4. Fertilizers. Fresh manure of farm animals for beets and carrots should not be applied, since the high nitrogen content in it gives root crops an unnatural iodine flavor. In addition, the fruits grow irregularly shaped and have an incredibly orange color (carrots) and a dirty burgundy shade with whitish veins (beets). Rotten bird droppings, rotted manure (humus) and garden compost are most often applied as fertilizers for root crops, and green manure herbs are also used. Crops feel good in areas previously filled with organic matter, for example, under cucumbers, zucchini, pumpkin (even with fresh manure).

5. Top dressing. Crops are responsive to feeding, especially during the growing period of root crops (from July to August). Fertilization with a solution of nitroammophoska (30 ml / bucket of water) gives good results. The composition is watered between the rows at the rate of 2.5-3 l / sq. meter, and then irrigate with clean water at room temperature. In August, add additionally to the soil compositions containing manganese and boron (complex fertilizers containing these compounds in high concentration or a teaspoon of each element, dissolved in a bucket of water).

These trace elements increase the sugar content of both beets and carrots by 50%. The application of a solution of micronutrient fertilizers is also carried out by watering the soil between the rows of plants at the rate of 2 l / sq. meter landings. Wood ash also comes to the aid of gardeners here, since it contains boron, manganese, and many other biologically active compounds. Ash application rates - half a glass per sq. meter. The ashes are scattered on the beds, lightly covered with a hoe, and then the area is abundantly watered.

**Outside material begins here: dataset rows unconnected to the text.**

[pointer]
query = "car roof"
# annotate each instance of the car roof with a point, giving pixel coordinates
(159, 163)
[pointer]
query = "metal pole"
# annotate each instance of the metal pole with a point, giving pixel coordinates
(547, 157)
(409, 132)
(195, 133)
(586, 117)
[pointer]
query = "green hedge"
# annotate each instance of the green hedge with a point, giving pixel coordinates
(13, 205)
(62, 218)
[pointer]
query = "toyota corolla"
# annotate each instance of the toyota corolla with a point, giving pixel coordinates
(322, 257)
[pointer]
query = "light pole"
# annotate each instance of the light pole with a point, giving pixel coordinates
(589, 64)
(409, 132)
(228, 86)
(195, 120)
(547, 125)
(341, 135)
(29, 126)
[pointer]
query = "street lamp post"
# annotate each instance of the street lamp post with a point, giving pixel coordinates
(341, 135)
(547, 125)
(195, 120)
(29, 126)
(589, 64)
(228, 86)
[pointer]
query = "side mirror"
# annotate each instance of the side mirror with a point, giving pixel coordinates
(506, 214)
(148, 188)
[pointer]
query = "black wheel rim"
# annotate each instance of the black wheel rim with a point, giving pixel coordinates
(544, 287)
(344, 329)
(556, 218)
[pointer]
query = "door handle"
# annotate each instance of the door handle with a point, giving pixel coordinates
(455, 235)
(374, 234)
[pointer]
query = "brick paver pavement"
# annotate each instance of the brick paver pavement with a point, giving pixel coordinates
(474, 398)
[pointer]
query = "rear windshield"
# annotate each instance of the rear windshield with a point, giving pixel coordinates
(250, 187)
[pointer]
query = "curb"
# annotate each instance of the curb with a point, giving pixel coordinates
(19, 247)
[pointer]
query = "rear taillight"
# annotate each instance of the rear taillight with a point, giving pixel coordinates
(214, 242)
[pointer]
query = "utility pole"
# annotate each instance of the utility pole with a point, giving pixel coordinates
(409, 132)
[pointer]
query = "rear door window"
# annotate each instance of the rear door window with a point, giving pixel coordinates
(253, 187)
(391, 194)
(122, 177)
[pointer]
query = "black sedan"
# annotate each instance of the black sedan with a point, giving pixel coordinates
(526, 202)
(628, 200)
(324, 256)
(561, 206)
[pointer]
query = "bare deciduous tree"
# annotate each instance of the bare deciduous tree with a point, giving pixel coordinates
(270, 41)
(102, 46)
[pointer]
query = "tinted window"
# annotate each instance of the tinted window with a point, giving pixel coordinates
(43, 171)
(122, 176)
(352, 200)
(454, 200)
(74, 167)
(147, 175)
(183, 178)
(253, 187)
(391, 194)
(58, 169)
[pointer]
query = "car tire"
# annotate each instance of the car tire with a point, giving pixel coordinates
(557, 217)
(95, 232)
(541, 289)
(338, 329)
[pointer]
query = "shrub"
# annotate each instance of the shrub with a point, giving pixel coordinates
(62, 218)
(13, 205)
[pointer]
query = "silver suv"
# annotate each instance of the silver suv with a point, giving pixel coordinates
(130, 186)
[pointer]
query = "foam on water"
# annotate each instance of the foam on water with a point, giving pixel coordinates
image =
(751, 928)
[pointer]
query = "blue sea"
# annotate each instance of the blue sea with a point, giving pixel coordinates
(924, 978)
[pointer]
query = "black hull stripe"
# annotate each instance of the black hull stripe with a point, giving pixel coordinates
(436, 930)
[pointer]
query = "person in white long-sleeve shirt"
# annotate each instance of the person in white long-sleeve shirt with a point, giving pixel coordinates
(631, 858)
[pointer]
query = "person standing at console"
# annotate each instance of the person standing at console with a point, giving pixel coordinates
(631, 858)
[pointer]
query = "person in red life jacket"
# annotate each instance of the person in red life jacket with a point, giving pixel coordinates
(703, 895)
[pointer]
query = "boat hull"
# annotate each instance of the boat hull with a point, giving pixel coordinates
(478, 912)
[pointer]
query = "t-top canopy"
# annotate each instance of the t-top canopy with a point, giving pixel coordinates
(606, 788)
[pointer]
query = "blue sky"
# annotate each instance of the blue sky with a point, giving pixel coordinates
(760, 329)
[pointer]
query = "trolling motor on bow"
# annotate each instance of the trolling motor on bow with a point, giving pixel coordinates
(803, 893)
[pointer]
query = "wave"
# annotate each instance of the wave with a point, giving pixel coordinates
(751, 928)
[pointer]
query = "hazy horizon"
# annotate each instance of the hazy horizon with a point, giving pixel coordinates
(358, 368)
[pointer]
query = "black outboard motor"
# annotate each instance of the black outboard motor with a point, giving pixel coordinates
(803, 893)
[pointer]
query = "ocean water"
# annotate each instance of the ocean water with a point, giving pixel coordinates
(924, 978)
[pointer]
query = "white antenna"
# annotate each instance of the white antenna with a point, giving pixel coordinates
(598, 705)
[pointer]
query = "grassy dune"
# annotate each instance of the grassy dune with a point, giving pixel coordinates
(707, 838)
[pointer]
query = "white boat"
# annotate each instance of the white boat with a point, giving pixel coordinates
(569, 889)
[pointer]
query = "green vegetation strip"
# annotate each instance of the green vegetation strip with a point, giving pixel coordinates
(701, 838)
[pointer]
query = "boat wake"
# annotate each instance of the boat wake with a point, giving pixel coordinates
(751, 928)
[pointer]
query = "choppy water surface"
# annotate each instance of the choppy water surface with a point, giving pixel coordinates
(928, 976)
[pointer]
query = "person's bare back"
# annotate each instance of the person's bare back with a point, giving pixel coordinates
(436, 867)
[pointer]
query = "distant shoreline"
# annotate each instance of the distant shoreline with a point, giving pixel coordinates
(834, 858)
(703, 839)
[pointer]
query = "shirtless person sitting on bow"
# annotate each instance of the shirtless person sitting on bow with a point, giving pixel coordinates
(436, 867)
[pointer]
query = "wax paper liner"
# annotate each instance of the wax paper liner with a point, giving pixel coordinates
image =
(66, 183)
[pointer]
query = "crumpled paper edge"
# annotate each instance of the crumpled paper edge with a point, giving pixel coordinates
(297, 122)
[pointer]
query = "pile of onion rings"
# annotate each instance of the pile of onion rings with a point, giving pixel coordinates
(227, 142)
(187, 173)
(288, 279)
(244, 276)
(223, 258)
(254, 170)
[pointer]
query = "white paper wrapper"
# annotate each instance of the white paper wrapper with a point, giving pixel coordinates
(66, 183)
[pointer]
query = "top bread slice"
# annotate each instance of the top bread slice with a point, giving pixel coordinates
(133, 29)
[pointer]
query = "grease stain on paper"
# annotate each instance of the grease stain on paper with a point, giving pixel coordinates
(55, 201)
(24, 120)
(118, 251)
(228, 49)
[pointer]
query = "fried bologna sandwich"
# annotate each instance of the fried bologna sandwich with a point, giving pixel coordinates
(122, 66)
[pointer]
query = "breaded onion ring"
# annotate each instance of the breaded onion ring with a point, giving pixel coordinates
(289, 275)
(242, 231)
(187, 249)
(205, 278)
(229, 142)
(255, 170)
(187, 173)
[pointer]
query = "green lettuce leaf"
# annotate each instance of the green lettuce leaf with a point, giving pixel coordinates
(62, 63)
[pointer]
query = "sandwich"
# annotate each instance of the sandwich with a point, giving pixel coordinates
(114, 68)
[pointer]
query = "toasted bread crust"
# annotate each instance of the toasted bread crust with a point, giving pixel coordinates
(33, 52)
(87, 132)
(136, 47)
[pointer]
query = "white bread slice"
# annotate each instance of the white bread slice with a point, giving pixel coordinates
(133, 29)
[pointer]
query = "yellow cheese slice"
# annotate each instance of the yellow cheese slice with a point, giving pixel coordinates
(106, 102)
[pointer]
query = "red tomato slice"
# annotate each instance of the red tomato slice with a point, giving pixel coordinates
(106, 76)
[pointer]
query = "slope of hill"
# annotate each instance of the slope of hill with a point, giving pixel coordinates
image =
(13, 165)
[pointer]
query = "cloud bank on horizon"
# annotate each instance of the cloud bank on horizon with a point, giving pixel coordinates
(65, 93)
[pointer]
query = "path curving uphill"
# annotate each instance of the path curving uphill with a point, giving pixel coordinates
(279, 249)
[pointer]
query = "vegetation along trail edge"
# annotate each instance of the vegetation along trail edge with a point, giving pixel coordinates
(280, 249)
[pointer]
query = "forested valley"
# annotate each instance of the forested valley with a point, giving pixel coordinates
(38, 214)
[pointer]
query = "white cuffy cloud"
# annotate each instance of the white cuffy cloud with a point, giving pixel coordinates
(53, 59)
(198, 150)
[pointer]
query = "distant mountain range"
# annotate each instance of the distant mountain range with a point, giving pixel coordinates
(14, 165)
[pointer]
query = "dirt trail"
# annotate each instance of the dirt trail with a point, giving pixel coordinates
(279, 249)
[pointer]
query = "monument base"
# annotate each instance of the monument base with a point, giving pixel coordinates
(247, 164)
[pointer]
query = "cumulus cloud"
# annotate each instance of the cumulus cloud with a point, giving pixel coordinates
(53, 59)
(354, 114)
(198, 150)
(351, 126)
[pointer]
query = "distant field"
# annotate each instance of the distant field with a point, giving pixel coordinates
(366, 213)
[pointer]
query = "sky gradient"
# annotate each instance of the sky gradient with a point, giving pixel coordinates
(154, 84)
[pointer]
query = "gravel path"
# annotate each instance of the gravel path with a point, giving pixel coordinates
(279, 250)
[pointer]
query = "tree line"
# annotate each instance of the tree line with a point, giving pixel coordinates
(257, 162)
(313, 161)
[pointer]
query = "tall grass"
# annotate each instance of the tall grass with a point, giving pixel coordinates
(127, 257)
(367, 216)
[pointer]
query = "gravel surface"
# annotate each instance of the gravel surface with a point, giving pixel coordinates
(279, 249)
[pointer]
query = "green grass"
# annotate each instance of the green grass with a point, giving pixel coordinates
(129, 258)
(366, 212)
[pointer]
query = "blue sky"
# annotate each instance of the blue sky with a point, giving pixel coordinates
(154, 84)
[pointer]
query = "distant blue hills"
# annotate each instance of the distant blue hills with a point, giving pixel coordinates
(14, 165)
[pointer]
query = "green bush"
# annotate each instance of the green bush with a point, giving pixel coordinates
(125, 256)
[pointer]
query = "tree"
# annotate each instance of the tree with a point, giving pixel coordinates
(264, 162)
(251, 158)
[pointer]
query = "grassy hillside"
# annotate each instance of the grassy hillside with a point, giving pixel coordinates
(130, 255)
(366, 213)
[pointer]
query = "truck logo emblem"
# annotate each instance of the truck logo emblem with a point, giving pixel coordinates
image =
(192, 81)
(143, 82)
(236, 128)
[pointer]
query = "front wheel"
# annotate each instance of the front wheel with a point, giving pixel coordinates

6. Table salt for beets. The root crop is fed with saline (15 grams or 1 tablespoon of crystals in a bucket of water) three times per season. Top dressing is especially important at the end of summer. Consumption of the composition - 5 l / sq. meter. Such dressings make root crops much sweeter and juicier.

7. Boric acid solution for carrots. At the end of August, carrot tops are sprayed with this composition: dissolve 1 teaspoon of boric acid in 1 liter of hot water, and then pour it into a bucket of clean water. This foliar dressing significantly increases the sugar content in root crops.

8. Tobacco dust against carrot flies. The larvae of this insect are the main enemies of the culture. Protecting themselves from them, carrots release special substances that give root vegetables a bitter taste. To prevent the appearance of bitterness and to protect the plantings from the invasion of the pest, the aisles of the carrots are sprinkled with tobacco dust. The procedure is carried out during the period of the first and subsequent thinning of plantings.

Now you know about how to grow sweet carrots and beets! I wish you a plentiful and high-quality harvest of sweet beets and carrots!